Thursday, July 22, 2010

PwC: More banking mergers on horizon

THERE will be an increase in regional mergers and acquisitions (M&As) by Malaysian financial institutions, particularly banks, in the next 12 months as the local market gets more saturated, says PricewaterhouseCoopers (PwC).

However, given that there are not as many keen sellers as there are buyers out there, pricing could be a major impediment to deals being concluded, said Soo Hoo Khoon Yean, a financial services partner at PwC Malaysia.

PwC's annual survey of FIs (financial institutions) in the region this March/April showed that 54 per cent of the respondents expected to consider or undertake an M&A transaction in the next 12 months, up from 42 per cent last year.

However, only 21 per cent of those surveyed indicated that they may divest their business units this year compared with 25 per cent in the 2009 survey.

"This means, while there may be a lot of buyers, there may not be that many sellers at the moment. This points to a scarcity of deals in the coming year and increased pressure on price," Soo told reporters at a briefing yesterday.

He said this also seemed to be the case in other Asian markets like Indonesia.

As such, while there may be more deals announced, not all may actually be concluded, he noted.

Hong Leong Bank Bhd's plan to buy smaller rival EON Capital Bhd for RM5.1 billion, initiated early this year, is the biggest M&A deal announced in Malaysia so far this year and has yet to be completed due to a key shareholder's unhappiness over pricing.
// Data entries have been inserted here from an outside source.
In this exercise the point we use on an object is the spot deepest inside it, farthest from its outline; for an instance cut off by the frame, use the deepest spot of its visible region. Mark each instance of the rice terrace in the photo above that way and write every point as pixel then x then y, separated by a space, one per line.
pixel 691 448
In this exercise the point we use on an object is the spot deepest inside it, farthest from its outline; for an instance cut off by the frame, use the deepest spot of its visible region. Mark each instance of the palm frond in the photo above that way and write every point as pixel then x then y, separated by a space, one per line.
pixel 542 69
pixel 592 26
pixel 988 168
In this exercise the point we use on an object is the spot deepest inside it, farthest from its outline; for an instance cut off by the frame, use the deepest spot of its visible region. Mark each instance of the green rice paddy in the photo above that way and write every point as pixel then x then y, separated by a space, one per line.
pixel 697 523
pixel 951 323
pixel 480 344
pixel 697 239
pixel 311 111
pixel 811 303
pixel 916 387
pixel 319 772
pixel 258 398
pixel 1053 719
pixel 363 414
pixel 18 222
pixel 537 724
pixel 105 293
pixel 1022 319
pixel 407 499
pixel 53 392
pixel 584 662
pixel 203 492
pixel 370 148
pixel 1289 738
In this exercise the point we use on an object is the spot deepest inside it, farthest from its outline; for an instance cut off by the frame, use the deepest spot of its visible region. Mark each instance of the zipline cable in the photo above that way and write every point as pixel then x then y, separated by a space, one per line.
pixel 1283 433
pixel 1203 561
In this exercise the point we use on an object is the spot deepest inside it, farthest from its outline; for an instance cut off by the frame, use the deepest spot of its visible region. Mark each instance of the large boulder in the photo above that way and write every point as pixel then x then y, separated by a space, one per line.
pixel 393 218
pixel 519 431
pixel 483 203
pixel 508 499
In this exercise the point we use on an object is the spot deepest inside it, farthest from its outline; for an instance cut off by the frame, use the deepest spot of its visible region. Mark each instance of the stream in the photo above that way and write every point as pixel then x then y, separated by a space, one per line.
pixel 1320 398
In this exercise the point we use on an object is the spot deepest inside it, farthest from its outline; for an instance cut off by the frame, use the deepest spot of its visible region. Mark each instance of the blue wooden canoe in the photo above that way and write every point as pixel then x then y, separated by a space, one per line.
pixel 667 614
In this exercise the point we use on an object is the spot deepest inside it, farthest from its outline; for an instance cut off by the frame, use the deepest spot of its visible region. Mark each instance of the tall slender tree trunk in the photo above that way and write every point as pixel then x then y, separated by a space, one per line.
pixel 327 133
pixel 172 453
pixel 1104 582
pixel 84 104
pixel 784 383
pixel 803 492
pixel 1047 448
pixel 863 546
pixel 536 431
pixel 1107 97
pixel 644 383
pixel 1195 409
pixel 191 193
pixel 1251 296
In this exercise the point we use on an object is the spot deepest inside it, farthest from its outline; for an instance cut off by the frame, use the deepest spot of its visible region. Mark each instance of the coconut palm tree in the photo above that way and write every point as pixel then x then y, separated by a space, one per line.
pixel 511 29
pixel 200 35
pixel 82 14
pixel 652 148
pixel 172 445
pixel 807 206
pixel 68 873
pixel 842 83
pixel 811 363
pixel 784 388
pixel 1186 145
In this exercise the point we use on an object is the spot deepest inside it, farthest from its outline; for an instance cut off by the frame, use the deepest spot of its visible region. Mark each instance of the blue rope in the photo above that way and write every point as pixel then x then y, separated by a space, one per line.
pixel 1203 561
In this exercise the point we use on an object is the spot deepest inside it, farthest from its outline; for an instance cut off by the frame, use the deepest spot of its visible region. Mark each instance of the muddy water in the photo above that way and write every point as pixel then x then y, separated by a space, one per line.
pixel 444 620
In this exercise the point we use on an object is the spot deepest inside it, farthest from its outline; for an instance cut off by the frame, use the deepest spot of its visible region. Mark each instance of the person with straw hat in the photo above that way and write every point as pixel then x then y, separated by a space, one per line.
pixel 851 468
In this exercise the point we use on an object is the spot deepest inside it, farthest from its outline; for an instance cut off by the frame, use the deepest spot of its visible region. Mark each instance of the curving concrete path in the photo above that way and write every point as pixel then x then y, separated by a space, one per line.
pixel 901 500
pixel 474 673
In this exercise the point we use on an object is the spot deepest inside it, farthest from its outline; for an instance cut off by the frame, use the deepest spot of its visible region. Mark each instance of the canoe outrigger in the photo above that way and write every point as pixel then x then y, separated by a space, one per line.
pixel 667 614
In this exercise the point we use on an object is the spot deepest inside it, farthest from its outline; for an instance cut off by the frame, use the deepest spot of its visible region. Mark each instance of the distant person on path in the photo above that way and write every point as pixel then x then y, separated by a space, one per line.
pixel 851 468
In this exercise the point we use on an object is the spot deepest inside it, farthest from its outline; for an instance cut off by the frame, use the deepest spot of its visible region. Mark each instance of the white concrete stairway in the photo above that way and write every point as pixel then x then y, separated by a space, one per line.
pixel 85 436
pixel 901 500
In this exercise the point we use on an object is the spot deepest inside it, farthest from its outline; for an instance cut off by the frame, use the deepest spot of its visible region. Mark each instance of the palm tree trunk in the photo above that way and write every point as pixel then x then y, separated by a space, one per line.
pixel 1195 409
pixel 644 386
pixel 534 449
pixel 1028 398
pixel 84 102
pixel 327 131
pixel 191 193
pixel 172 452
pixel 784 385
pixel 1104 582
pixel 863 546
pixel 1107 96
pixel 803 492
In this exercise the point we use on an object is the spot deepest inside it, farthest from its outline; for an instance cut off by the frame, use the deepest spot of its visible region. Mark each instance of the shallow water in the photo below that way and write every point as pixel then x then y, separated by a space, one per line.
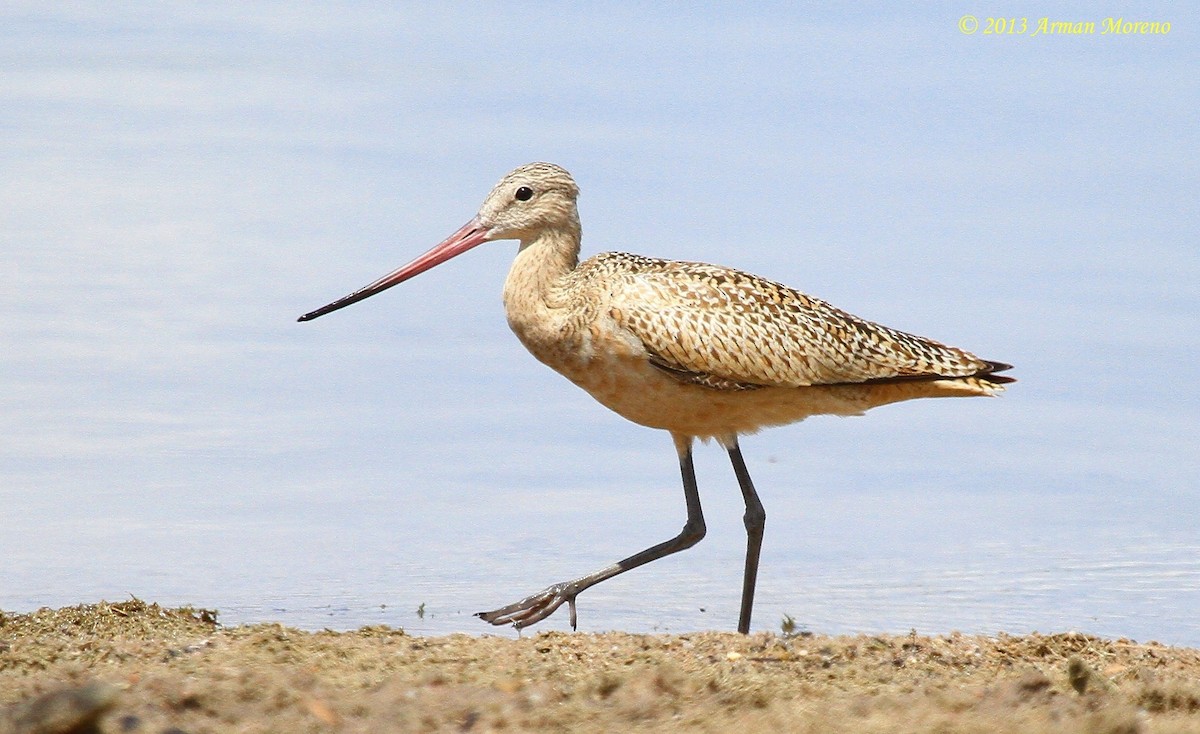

The shareholder has now taken the matter to the courts.

In Malaysia, he said it would be the larger local banking groups such as Malayan Banking Bhd (Maybank) and CIMB Group Bhd that would lead the way in regional M&As.
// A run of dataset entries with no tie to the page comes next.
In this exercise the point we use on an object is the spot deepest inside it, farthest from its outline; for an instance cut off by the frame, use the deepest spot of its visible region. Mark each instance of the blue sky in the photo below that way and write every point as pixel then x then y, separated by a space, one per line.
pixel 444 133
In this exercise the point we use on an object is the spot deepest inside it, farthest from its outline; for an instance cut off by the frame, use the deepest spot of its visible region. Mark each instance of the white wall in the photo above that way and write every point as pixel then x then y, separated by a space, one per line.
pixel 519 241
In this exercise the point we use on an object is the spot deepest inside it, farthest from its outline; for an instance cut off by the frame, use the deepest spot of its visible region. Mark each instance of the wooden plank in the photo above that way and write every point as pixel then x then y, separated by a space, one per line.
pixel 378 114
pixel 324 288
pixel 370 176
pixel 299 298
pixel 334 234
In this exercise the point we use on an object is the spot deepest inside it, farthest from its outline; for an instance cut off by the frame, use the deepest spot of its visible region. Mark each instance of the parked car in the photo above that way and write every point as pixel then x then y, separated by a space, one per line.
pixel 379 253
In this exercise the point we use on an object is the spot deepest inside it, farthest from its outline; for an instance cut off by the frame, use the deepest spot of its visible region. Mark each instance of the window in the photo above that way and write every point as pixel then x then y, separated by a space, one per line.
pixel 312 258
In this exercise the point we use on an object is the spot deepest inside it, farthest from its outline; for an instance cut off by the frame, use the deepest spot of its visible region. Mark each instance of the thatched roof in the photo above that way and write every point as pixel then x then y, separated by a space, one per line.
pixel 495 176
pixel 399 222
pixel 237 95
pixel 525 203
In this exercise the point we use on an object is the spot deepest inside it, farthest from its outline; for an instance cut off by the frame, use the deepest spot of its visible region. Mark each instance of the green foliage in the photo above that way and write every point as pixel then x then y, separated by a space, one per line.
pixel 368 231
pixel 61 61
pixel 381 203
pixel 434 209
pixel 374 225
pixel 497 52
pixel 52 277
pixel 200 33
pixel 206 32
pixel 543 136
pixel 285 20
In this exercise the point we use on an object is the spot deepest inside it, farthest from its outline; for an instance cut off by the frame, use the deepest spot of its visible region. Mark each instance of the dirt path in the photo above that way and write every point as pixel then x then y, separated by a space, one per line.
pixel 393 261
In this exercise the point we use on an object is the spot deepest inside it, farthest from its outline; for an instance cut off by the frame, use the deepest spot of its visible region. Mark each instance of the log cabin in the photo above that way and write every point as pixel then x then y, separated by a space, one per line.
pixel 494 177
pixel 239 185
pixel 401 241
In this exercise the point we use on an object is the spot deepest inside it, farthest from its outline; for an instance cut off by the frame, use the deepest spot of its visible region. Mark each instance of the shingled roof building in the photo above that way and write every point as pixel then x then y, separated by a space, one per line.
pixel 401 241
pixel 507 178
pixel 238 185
Their focus will likely be Southeast Asian markets such as Indochina (Vietnam, Cambodia, Laos) and Indonesia.

In Indonesia, a populous market that banks have recently been scrambling to get into, sellers have the upper hand and expect a large premium for deals to be concluded. "The premium gets bigger and bigger as each deal goes by," he remarked.

He said Malaysian banks have very little interest in doing M&As in China currently given that there are bigger banks to compete with there and few good targets left.

Soo noted that the exit of global banks in Asia which were hit hard by the recent financial crisis provided a good opportunity for local ones to fill the gap in the region.

Singapore's OCBC banking group, for example, snagged the opportunity to buy the private banking businesses of ING in the region last year when the latter retreated Asia.

"This will give way to the rise of super regional players," Soo said, adding that Maybank and CIMB were also super-regional players.

PwC interviewed 122 senior decision makers at FIs for its survey.